建築基準法:改正で9割「悪影響」

 2007年6月に改正建築基準法が施行され、建築確認件数が激減している問題で、県土木建築部建築指導課は21日までに、県内の建築関係者約1100人にアンケートを実施、回答を得た810人の結果を公表した。

建築確認件数や着工数が激減している原因として、約9割が建築基準法の改正による影響だと回答した。同課の担当者は「現状を認識して状況を打破するため、さらなる構造設計者の育成や図書省略大臣認定制度の普及などに取り組んでいく」と話した。

 建築確認件数や着工数の激減理由の内訳は「構造技術者不足」が39%と最も多く、次いで「確認審査機関の審査が遅い」と「改正建築基準法への対応設計に時間を要する」が各25%。「景気後退」は7%のみ。

 認定された構造で簡易な構造計算書で申請ができる図書省略大臣認定の第2段(3階建て以下鉄筋造)の活用について、「活用していきたい」が24%、「活用について今後検討する」が57%で約8割が活用に前向きだった。「使いづらく活用できない」が6%で、認定第1弾(2階建て以下鉄筋造)の31%と比べて大幅に少ない。構造計算が難しく申請に労力がかかっても、設計自由度の高い認定第2弾が使いやすいと考える関係者が多いことが分かる。

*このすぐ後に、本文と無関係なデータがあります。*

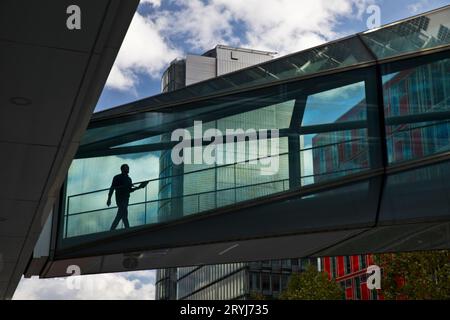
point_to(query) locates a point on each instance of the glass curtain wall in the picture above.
(322, 130)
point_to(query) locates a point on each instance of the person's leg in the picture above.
(116, 220)
(119, 216)
(125, 215)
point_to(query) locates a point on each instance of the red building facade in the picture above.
(350, 272)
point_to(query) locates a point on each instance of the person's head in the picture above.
(125, 168)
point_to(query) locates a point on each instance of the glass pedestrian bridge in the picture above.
(354, 133)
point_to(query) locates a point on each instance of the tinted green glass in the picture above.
(417, 109)
(417, 34)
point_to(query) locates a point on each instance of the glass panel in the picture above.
(337, 139)
(417, 109)
(423, 32)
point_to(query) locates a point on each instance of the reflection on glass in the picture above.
(416, 34)
(322, 135)
(417, 109)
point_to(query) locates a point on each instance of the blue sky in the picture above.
(166, 29)
(163, 30)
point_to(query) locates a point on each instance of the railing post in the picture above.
(145, 205)
(235, 184)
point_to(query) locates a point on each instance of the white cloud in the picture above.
(144, 51)
(284, 26)
(156, 3)
(114, 286)
(287, 26)
(417, 7)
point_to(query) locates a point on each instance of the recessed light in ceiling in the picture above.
(20, 101)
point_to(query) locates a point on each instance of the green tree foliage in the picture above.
(312, 285)
(415, 276)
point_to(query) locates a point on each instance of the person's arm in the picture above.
(111, 191)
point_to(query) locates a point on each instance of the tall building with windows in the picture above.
(217, 281)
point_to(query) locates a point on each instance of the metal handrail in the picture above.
(218, 190)
(223, 166)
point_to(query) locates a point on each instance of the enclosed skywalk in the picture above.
(361, 132)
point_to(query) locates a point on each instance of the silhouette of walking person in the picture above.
(123, 186)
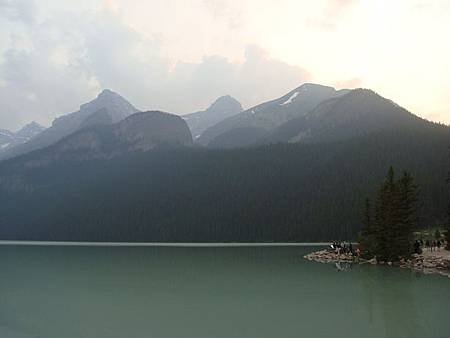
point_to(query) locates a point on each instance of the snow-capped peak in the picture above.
(290, 99)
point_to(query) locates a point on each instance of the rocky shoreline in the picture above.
(436, 262)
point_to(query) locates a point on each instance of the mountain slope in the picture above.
(360, 112)
(9, 139)
(285, 192)
(117, 107)
(222, 108)
(139, 132)
(269, 115)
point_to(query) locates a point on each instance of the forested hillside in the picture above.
(272, 193)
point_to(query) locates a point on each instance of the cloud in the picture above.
(18, 10)
(331, 13)
(70, 58)
(355, 82)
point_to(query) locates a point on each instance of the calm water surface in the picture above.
(171, 292)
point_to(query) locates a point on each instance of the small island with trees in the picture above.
(390, 236)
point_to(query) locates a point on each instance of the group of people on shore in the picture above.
(430, 244)
(344, 248)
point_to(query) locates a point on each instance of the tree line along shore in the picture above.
(389, 234)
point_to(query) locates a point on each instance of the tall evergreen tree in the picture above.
(407, 218)
(385, 218)
(367, 232)
(390, 236)
(447, 234)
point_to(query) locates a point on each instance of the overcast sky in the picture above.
(179, 55)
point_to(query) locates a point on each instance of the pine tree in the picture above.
(407, 218)
(367, 232)
(447, 234)
(385, 218)
(389, 236)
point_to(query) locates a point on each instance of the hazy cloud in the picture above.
(69, 61)
(21, 10)
(332, 13)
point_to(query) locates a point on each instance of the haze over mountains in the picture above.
(294, 170)
(9, 139)
(224, 107)
(116, 107)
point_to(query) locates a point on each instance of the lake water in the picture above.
(214, 292)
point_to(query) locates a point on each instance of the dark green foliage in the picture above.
(272, 193)
(367, 236)
(391, 235)
(447, 234)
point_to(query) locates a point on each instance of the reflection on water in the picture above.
(89, 292)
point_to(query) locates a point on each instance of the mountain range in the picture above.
(117, 108)
(9, 139)
(223, 108)
(295, 169)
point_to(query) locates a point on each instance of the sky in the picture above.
(180, 55)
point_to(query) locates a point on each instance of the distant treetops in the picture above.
(387, 232)
(447, 234)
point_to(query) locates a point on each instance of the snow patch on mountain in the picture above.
(289, 100)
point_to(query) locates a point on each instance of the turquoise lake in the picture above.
(210, 292)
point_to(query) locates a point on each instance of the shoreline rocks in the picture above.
(437, 262)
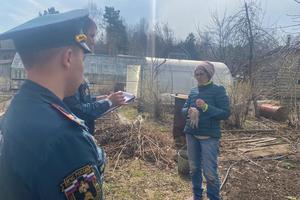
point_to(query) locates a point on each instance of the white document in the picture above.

 調査は13−15日の図書省略認定説明会で参加者を対象に実施された。

 県は、構造計算の技術者不足の対策として、県主導で建築士を対象にした構造設計者育成に活用するテキストを作成している。テキストは4階建て以下の鉄筋造りなど図書省略制度が適用されない設計を中心に、一戸建てや共同住宅など4パターンを作成する。6月から研修会を行う予定。関係団体から意見を聴取した上で、6月19日に期限が切れる事前審査制度の延長も検討する。